To address the question of whether participants who were experiencing greater stress or depression at the start of the intervention might have greater benefit from MBSR, we conducted additional analyses of outcomes presented in Table 2 on three subgroups: (1) those with a score of ≥ 14 on the Beck Depression Inventory (consistent with mild or greater depression),31 (2) those with a score of ≥ 14 on the Perceived Stress Scale (representing a score above the mean in a typical US population),32 and (3) Perceived Stress Scale ≥ 27, which has been suggested as a cut-off for high perceived stress. None of these analyses suggested particular benefits for MBSR on CD4 count or HIV viral load in the defined sub-groups.
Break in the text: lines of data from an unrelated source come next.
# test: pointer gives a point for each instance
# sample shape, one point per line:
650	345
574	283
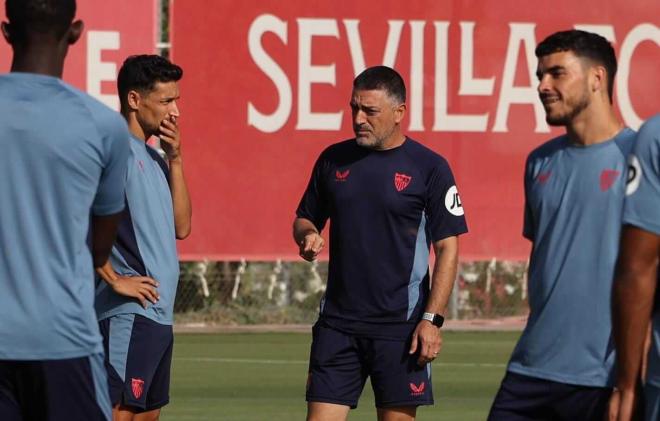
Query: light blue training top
62	155
642	209
146	240
574	203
For example, in the 69 MBSR participants and 67 control participants with Perceived Stress Scale score ≥ 14, there was a 16 cell/μl greater drop in CD4 T cell count in the MBSR group at 3 months (95% CI 61 cell greater decrease, 30 cell increase), and a 13 cell/μl lesser drop at 12 months (95% CI 43 cell greater decrease, 69 cell increase). P-values for all comparisons in change in CD4+ T cell count and HIV viral load between MBSR and control groups for each sub-group we assessed were > .4 at 3 and 12 months.

We also assessed changes in psychological measures from baseline between groups, both at 3 months following the intensive intervention period, and at 12 months to assess longer-term effects. Within the MBSR group, depressive symptoms, positive affect, and perceived stress all improved significantly from baseline to 3 months (see Table 2). While many of these measures also tended to improve in the control group, none of these measures had statistically significant changes from baseline within the control group. The increase in positive affect was significantly greater in the MBSR group compared to the control from baseline to 3 months (Table 2).
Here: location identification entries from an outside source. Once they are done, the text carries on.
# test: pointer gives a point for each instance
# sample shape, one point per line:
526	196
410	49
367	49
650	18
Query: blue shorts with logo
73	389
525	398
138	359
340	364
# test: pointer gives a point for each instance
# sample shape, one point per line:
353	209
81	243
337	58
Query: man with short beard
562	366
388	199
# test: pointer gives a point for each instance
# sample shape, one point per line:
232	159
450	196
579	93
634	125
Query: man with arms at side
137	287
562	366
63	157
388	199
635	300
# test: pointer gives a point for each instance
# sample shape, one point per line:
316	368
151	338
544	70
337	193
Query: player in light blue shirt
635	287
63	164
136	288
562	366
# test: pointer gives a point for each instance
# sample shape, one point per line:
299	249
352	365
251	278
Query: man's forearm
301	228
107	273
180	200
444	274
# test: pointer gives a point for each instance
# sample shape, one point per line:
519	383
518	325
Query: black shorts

Within the MBSR group, the overall mindfulness measure increased between the study baseline and month 3, and the mindfulness subscales of acting with attention/awareness, nonjudging of inner experience, and describing all improved significantly at 3 months (Table 2). These changes were maintained at 12 months of follow-up. Compared to the control condition, only nonjudging of inner experience increased significantly more in the MBSR group, however.
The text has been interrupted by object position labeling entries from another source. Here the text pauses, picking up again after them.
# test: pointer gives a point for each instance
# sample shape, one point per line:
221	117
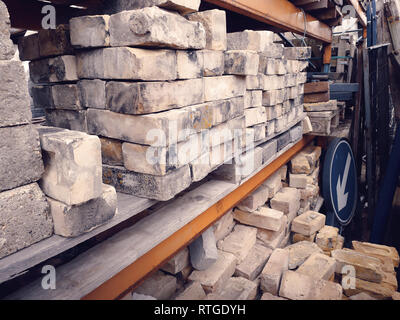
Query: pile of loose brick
24	212
171	95
270	248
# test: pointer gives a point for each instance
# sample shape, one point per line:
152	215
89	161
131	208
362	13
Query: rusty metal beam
132	275
281	14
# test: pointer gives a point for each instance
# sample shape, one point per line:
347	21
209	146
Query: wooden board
316	97
17	263
315	87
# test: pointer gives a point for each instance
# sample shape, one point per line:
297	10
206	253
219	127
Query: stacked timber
171	95
323	112
24	212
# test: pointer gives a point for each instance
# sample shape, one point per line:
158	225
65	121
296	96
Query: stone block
67	119
223	226
72	165
72	221
367	268
160	286
189	64
178	262
160	188
213	63
297	286
318	266
124	63
272	273
158	129
308	223
214	23
25	218
194	291
263	217
238	288
239	242
92	93
58	69
55	42
146	27
150	97
300	251
241	62
15	104
254	200
215	277
203	251
253	264
90	31
224	87
20	156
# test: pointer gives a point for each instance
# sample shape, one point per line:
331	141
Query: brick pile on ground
24	212
166	91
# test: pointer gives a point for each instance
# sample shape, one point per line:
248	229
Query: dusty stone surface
72	221
215	277
146	27
14	107
25	218
73	171
20	156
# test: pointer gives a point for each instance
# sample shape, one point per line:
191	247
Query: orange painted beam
134	274
279	13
We assessed practice of both formal (sitting meditation) and informal (use of mindfulness during daily life) practice during and after the main intervention period within the group that received the MBSR intervention (Table 3). We found that there was a decrease in both formal and informal practice between 3 months (shortly after the MBSR program ended) and 6 months, but that both formal and informal practice remained stable between 6 and 12 months. At 12 months, 44% of MBSR group participants reported continued formal meditation practice, with at least one sitting meditation in the past week, and 69% reported use of informal mindfulness practices in the past week.

Table 3. Practice adherence in the MBSR group.

Practice characteristic 3 months 6 months 12 months
n=80 n=79 n=77
Using formal meditation practice 57.5% 40.5% 44.1%
Average minutes/week formal practice* (SD) 103.5 (69.9) 100.4 (105.3) 106.0 (92.7)
Using informal meditation practice 86.3% 70.1% 68.8%
Average minutes/week informal practice* (SD) 111.5 (98.7) 87.5 (88.2) 94.5 (103.2)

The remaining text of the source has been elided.